South Wales Men's League
- Founded: 2003
- Country: Wales
- Number of clubs: 8
- Level on pyramid: 6
- Domestic cup: Challenge Cup
- Current champions: Aberavon Fighting Irish
- Most championships: Bridgend Blue Bulls (10)
- Website: www.wrl.wales
- Current: 2024

= South Wales Men's League =

Rugby league for amateur clubs

The South Wales Men's League is a summer rugby league competition for amateur teams in South Wales. The competition was formed in 2003 as the RLC Welsh Premier. Following the 2012 restructure of amateur rugby league in Great Britain, it was renamed the South Wales Premiership.

==History==

The Rugby League Conference (RLC) was founded in 1997 as the Southern Conference, a 10-team pilot league for teams in the South of England and English Midlands.

The RLC first expanded into Wales in 2001 when Cardiff Demons joined the South West division.

In 2003, the RLC expanded with the creation of the Welsh Premier division. This division had 6 teams in the inaugural season and was the first all-Welsh rugby league division.

The Welsh Premier division was split into two divisions, East Wales and West Wales, in 2006, though this split was reversed for the following season.

The Welsh Conference Junior League began in 2009.

In 2010, due to the growth of the sport, a Championship division was formed which would function at one tier lower than the present Premier division. This Championship division featured teams from South Wales.

The RLC Welsh Championship division was restructured after four West Wales clubs failed to fulfil their fixtures. Amman Valley Rhinos, Dinefwr Sharks, Swansea/Llanelli Dragons and West Wales Wild Boars were omitted and replaced with newly formed Dyffryn Devils.

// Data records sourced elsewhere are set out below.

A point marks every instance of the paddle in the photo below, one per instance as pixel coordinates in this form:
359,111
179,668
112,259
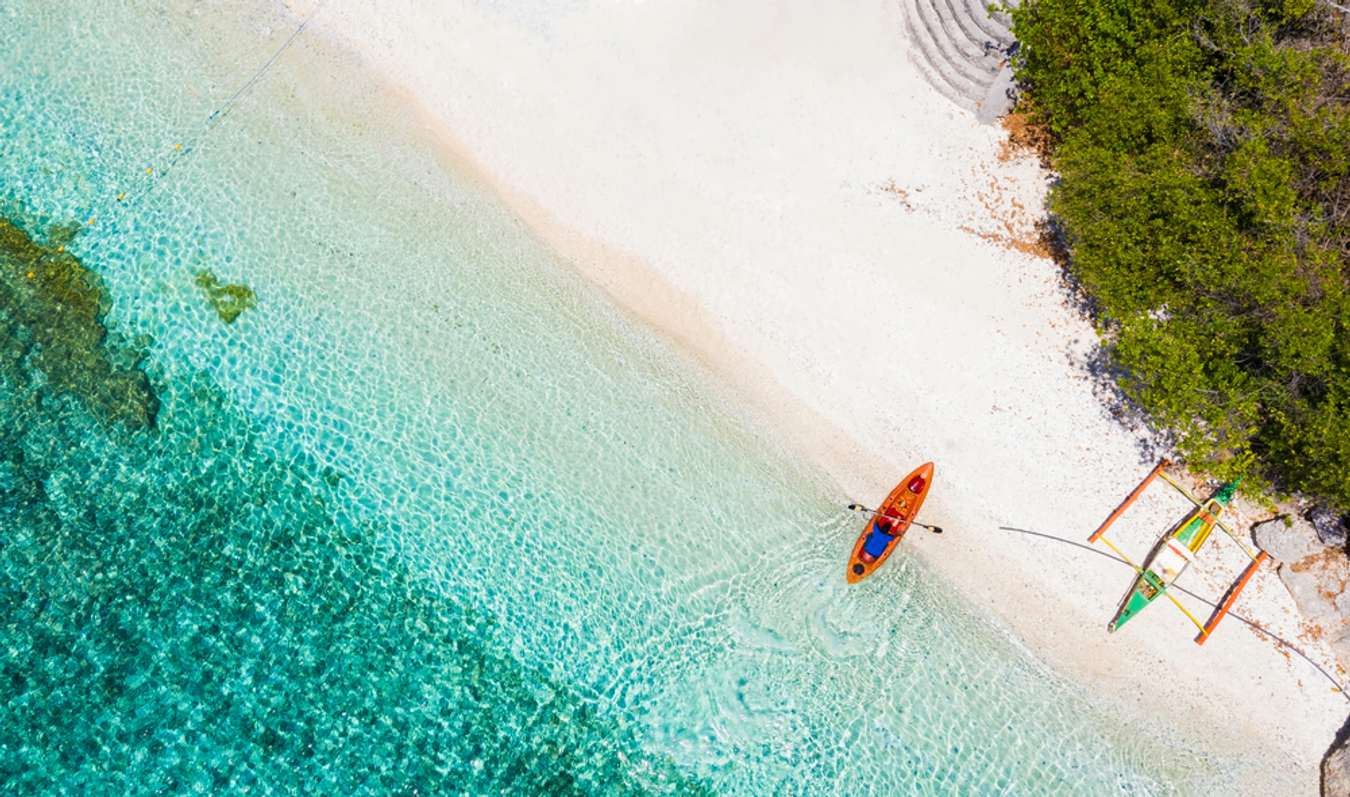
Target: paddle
861,508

In 2012 the league became the South Wales Premiership, with the lower Championship division being abolished. 2012 also saw the creation of the North Wales Conference. This was part of large restructure of the RLC as the Conference League South (CLS) was created.

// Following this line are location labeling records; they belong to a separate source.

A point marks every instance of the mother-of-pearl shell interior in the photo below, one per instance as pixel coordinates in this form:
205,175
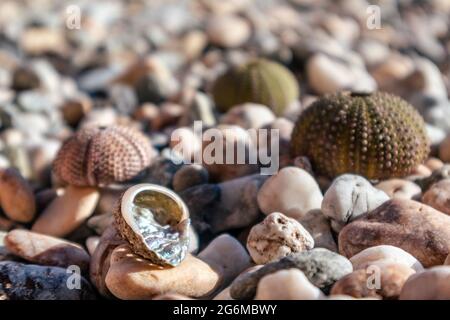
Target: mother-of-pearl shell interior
161,220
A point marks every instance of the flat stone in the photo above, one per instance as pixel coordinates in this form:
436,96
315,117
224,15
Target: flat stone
382,254
131,277
438,196
414,227
431,284
348,197
19,281
319,228
292,191
291,284
385,282
277,236
400,189
46,250
321,266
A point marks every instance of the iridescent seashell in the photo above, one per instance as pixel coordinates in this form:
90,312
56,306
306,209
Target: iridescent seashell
156,223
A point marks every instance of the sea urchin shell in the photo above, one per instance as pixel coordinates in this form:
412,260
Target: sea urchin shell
259,81
99,156
375,135
156,223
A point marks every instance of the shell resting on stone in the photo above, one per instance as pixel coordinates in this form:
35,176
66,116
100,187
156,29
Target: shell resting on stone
156,223
99,156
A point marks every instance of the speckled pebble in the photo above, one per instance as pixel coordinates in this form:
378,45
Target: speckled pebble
321,266
277,236
348,197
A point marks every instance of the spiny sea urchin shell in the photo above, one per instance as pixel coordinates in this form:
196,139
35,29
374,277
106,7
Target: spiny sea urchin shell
99,156
259,81
376,135
155,221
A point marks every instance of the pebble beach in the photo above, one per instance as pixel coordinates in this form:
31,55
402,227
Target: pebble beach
225,150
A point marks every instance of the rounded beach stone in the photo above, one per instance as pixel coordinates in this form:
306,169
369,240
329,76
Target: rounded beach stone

In 2017, the competition was renamed as the South Wales Premier League, and saw three Conference League South teams return to the competition with the CLS not running that year.

From 2023, the winners of the competition will play the winners of the North Wales Conference for a place in the Challenge Cup. Due to logistical issues 2023 Champions (in their debut season), South Wales Jets were allocated the Welsh League place in the Challenge Cup.

Source:

For the 2024 season, JES Group was announced as the competition's principal sponsor.

==Position in Pyramid==

- 1: Super League
- 2: Championship
- 3–5: National Community Rugby League
- 6: South Wales Men's League

==Teams==
Eight teams will contest the 2024 season:
- Aberavon Fighting Irish
- Bridgend Blue Bulls
- Cynon Valley Cavaliers
- Rhondda Outlaws
- South Wales Jets
- South Wales Saints
- Swansea Rams
- Torfaen Tigers

==Format==
The competition is played as a single round robin with one loop fixture, the top four teams qualify for the playoffs.

==Winners==

Source:

- RLC Welsh Premier era
- 2003: Bridgend Blue Bulls
- 2004: Bridgend Blue Bulls
- 2005: Bridgend Blue Bulls
- 2006: Bridgend Blue Bulls
- 2007: Bridgend Blue Bulls
- 2008: Valley Cougars
- 2009: Blackwood Bulldogs
- 2010: Valley Cougars
- 2011: Bridgend Blue Bulls
- South Wales Premiership era
- 2012: Bonymaen Broncos
- 2013: Torfaen Tigers
- 2014: Bridgend Blue Bulls
- 2015: Bridgend Blue Bulls
- 2016: Bridgend Blue Bulls
- 2017: Valley Cougars
- 2018: Valley Cougars
- 2019: Rhondda Outlaws
- 2020: Cancelled due to the COVID-19 pandemic
- 2021: Bridgend Blue Bulls
- 2022: Rhondda Outlaws
- 2023: South Wales Jets
- 2024: Aberavon Fighting Irish

===Shield/Plate winners===

The South Wales Premiership has, on occasion, held a shield/plate competition for clubs who failed to reach the playoffs:

- 2004: Cardiff Demons
- 2005: Newport Titans
- 2009: Newport Titans
- 2010: NPT Steelers
- 2011: Bonymaen Broncos
- 2014: Valley Cougars

===Second Tier===
During the RLC era, a second tier competition was held for a brief period called the "RLC Wales Regional". Winner were:
- 2010: Neath Port Talbot Steelers
- 2011: Bonymaen Broncos

==Junior league==
The South Wales Premiership also operates at under-17, under-15, and under-13 age groups.